## Imports 

In [1]:
import os
import numpy as np
import pandas as pd
import yaml

import cufflinks as cf
import plotly.offline
cf.go_offline()
cf.set_config_file(offline=False, world_readable=True)

In [6]:
from sklearn.manifold import SpectralEmbedding, TSNE, LocallyLinearEmbedding, MDS
from sklearn.decomposition import PCA

config = yaml.safe_load(open('../../conf/conf.yaml'))
data_path=os.path.join(config['DATA_PATH'],'embedding_results')

# load supernode embedding and metadata:
def load_emb_data(tag, data_path=data_path):
    #emb=pd.read_csv('dcc_supernodes_combo.csv',header=None,sep='\t')
    emb=np.loadtxt(os.path.join(data_path,'dcc_supernodes_{}.csv'.format(tag)))
    meta=pd.read_csv(os.path.join(data_path,'dcc_supernodes_labels_{}.txt'.format(tag)),encoding='latin1',sep='\t')
    return(emb,meta)

### generate visualization
def visualize(emb,meta,method='TSNE',dim=2, n_iter=300, title=""):
    if method == 'TSNE':   
        tsne = TSNE(n_components=dim, verbose=1, perplexity=5, n_iter=n_iter, init='pca')
        results = tsne.fit_transform(emb)
    elif method == 'PCA':
        pca = PCA(n_components=dim)
        results=pca.fit_transform(emb)
    elif method == 'SpectralEmbedding':
        speb = SpectralEmbedding(n_components=dim)
        results = speb.fit_transform(emb)
    elif method == 'MDS':
        mds=MDS(n_components=dim)
        results = mds.fit_transform(emb)
    elif method == 'LLE':
        lle = LocallyLinearEmbedding(n_components=dim)
        results = lle.fit_transform(emb)
    else:
        print('Unknown method')
        return
    meta['x']=results[:,0]
    meta['y']=results[:,1]
    if(dim==2):
        meta.iplot(kind='scatter',x="x",y="y", text="Title", categories="Conference", title=title)
    elif(dim==3):
        meta['z']=results[:,2]
        meta.iplot(kind='scatter3d',x="x",y="y",z="z", text="Title", categories="Conference", title=title)
    else:
        print('Dimension is not right')

## Visualizing Embeddings of Single Modalities

In [7]:
### Text2Graph
emb,meta=load_emb_data('t2g')
visualize(emb,meta,method='TSNE',dim=2, n_iter=500, title='Text2Graph (TSNE)')
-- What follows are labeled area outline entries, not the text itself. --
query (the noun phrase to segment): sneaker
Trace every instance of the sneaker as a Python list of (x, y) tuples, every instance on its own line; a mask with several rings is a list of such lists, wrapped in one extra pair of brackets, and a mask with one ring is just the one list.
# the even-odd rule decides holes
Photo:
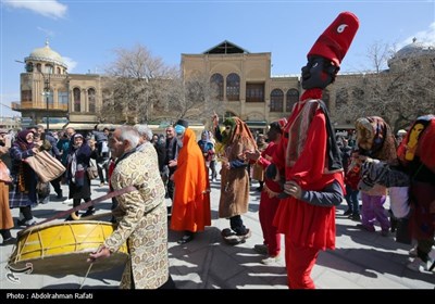
[(253, 250), (260, 254), (268, 254), (268, 252), (269, 252), (266, 244), (257, 244), (253, 246)]
[(261, 264), (271, 265), (271, 264), (279, 262), (279, 259), (281, 259), (279, 255), (269, 256), (266, 258), (261, 259)]

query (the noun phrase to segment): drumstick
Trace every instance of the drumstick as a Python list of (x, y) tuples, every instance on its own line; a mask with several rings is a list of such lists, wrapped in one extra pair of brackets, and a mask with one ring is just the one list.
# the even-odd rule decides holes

[t-SNE] Computing 16 nearest neighbors...
[t-SNE] Indexed 410 samples in 0.001s...
[t-SNE] Computed neighbors for 410 samples in 0.006s...
[t-SNE] Computed conditional probabilities for sample 410 / 410
[t-SNE] Mean sigma: 0.442954
[t-SNE] KL divergence after 250 iterations with early exaggeration: 82.101074
[t-SNE] KL divergence after 500 iterations: 0.958247


In [8]:
### Image2Graph
emb,meta=load_emb_data('i2g')
visualize(emb,meta,method='TSNE',dim=2, title='Image2Graph (TSNE)')

[t-SNE] Computing 16 nearest neighbors...
[t-SNE] Indexed 213 samples in 0.001s...
[t-SNE] Computed neighbors for 213 samples in 0.004s...
[t-SNE] Computed conditional probabilities for sample 213 / 213
[t-SNE] Mean sigma: 0.603516
[t-SNE] KL divergence after 250 iterations with early exaggeration: 72.060509
[t-SNE] KL divergence after 300 iterations: 0.882869


In [9]:
### Code2Graph (on subset of repositories)
emb,meta=load_emb_data('c2g')
visualize(emb,meta,method='TSNE',dim=2, n_iter=500, title='Code2Graph (TSNE)')

[t-SNE] Computing 16 nearest neighbors...
[t-SNE] Indexed 32 samples in 0.000s...
[t-SNE] Computed neighbors for 32 samples in 0.002s...
[t-SNE] Computed conditional probabilities for sample 32 / 32
[t-SNE] Mean sigma: 4.091255
[t-SNE] KL divergence after 250 iterations with early exaggeration: 68.172462
[t-SNE] KL divergence after 500 iterations: 0.705384


## Visualizing Embedding of the Combined Graph 

In [10]:
emb,meta=load_emb_data('combo')
visualize(emb,meta,method='TSNE',dim=2, title='Combined Graph (TSNE)')

[t-SNE] Computing 16 nearest neighbors...
[t-SNE] Indexed 654 samples in 0.001s...
[t-SNE] Computed neighbors for 654 samples in 0.012s...
[t-SNE] Computed conditional probabilities for sample 654 / 654
[t-SNE] Mean sigma: 0.000000
[t-SNE] KL divergence after 250 iterations with early exaggeration: 71.061691
[t-SNE] KL divergence after 300 iterations: 1.110954


In [11]:
#visualize(emb,meta,method='SpectralEmbedding',dim=2,  title='Combined Graph (Spectral Embedding)')
visualize(emb,meta,method='PCA',dim=2,  title='Combined Graph (PCA)')